/uci-har-dataset

Coursera's Data Science Specialization: Getting and Cleaning Data: Course Project

Primary LanguageR

###Course Project The main goal of this project is to get data from internet, clean it, organize it and finally to create a file with the tidy data, to perform this analisis an R script was created.

Data Summary

(IMPORTANT!) Download the experiment Data from: https://d396qusza40orc.cloudfront.net/getdata%2Fprojectfiles%2FUCI%20HAR%20Dataset.zip

The downloaded zip contains data related to observations of Human Activity Using Smartphones:

  • Experiments carried out with 30 volunteers within an age of 19-48 years, wearing a Samsung Galaxy S II on the waist.
  • Activities performed: WALKING, WALKING_UPSTAIRS, WALKING_DOWNSTAIRS, SITTING, STANDING, LAYING.
  • Measurements: 3-axial linear acceleration and 3-axial angular velocity at a constant rate of 50Hz.
  • Using the smarthphone's embedded accelerometer and gyroscope.
  • 70% of the is training data, 30% is the test data.

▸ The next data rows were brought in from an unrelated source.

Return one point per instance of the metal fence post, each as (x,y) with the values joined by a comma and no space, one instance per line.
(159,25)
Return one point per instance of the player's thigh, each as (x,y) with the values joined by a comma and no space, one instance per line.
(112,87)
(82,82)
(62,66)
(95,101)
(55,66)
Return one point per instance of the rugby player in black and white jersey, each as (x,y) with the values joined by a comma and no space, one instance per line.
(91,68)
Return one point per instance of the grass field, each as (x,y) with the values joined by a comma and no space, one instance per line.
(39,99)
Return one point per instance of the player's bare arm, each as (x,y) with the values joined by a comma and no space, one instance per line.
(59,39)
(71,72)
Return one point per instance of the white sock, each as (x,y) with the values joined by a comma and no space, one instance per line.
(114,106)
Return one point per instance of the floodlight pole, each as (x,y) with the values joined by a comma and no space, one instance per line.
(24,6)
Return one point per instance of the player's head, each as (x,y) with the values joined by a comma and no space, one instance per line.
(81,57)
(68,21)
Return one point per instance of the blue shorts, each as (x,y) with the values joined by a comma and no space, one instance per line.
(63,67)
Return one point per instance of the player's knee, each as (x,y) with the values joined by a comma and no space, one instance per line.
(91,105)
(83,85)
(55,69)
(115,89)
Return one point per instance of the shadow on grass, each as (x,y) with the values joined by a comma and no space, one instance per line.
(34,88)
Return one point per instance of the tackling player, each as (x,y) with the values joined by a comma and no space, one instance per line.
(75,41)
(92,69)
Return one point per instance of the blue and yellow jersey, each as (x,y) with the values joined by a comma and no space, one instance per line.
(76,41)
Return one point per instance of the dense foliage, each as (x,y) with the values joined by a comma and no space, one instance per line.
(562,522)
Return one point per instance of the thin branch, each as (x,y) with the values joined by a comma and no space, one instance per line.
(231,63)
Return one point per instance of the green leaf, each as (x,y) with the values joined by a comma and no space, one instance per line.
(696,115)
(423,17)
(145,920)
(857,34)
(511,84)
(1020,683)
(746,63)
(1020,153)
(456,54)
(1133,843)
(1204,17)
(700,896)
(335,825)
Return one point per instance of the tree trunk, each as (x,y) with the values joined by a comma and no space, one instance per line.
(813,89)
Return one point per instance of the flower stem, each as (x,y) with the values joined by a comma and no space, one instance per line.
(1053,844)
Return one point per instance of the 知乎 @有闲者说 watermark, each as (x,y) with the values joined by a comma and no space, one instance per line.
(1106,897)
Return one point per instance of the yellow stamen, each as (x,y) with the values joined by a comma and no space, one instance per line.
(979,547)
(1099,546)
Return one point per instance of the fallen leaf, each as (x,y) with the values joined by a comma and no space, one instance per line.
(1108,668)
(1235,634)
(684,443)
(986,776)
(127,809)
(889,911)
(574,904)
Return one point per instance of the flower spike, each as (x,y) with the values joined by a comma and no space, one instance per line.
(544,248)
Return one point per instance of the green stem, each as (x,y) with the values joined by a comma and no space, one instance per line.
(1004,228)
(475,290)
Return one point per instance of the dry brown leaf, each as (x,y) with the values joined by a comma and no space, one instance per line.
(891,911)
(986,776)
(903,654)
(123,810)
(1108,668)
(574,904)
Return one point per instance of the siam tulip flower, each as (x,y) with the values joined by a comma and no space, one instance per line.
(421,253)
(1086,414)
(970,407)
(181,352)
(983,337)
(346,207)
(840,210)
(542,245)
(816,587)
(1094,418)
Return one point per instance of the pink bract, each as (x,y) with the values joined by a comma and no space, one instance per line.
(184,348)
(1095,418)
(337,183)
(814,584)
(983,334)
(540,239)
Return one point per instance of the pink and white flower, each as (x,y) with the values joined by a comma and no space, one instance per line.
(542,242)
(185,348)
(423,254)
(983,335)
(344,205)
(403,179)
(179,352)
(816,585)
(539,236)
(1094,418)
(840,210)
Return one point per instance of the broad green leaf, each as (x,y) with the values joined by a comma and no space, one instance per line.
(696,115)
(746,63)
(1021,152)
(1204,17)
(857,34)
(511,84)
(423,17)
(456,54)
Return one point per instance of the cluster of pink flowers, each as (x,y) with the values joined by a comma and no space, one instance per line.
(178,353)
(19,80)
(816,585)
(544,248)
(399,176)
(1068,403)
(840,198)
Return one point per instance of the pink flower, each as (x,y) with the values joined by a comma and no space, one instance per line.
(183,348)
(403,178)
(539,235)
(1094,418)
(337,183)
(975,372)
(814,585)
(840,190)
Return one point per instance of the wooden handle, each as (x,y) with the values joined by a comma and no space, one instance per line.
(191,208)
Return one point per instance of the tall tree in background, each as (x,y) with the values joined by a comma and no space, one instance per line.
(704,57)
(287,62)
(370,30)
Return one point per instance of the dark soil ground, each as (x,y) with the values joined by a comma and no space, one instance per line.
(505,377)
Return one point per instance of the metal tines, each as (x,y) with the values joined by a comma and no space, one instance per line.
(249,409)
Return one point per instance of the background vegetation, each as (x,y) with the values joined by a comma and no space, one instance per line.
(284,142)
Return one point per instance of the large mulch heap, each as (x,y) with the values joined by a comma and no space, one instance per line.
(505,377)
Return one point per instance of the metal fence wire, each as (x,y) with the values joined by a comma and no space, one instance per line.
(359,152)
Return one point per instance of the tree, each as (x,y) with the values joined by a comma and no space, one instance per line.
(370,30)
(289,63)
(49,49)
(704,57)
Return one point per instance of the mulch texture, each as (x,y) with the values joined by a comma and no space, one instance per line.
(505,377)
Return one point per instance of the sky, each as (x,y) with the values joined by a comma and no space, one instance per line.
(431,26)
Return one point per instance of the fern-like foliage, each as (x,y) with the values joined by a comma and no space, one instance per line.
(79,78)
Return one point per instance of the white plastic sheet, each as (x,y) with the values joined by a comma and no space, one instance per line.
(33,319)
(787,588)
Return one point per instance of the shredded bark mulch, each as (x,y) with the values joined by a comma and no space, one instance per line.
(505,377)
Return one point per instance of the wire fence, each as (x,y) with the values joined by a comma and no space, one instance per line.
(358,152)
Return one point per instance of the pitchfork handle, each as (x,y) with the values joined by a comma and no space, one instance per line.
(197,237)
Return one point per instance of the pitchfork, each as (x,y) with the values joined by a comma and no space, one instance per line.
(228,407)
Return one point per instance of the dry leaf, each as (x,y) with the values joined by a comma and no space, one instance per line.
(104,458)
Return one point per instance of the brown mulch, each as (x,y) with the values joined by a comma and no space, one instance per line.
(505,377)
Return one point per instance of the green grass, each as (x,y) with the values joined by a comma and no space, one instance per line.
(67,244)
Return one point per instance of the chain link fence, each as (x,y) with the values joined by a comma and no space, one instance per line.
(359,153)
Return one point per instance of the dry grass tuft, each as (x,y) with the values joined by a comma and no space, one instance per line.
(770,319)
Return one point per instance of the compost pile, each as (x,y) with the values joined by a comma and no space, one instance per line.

For each record it is provided:

  • Triaxial acceleration from the accelerometer (total acceleration) and the estimated body acceleration.
  • Triaxial Angular velocity from the gyroscope.
  • A 561-feature vector with time and frequency domain variables.
  • Its activity label.
  • An identifier of the subject who carried out the experiment.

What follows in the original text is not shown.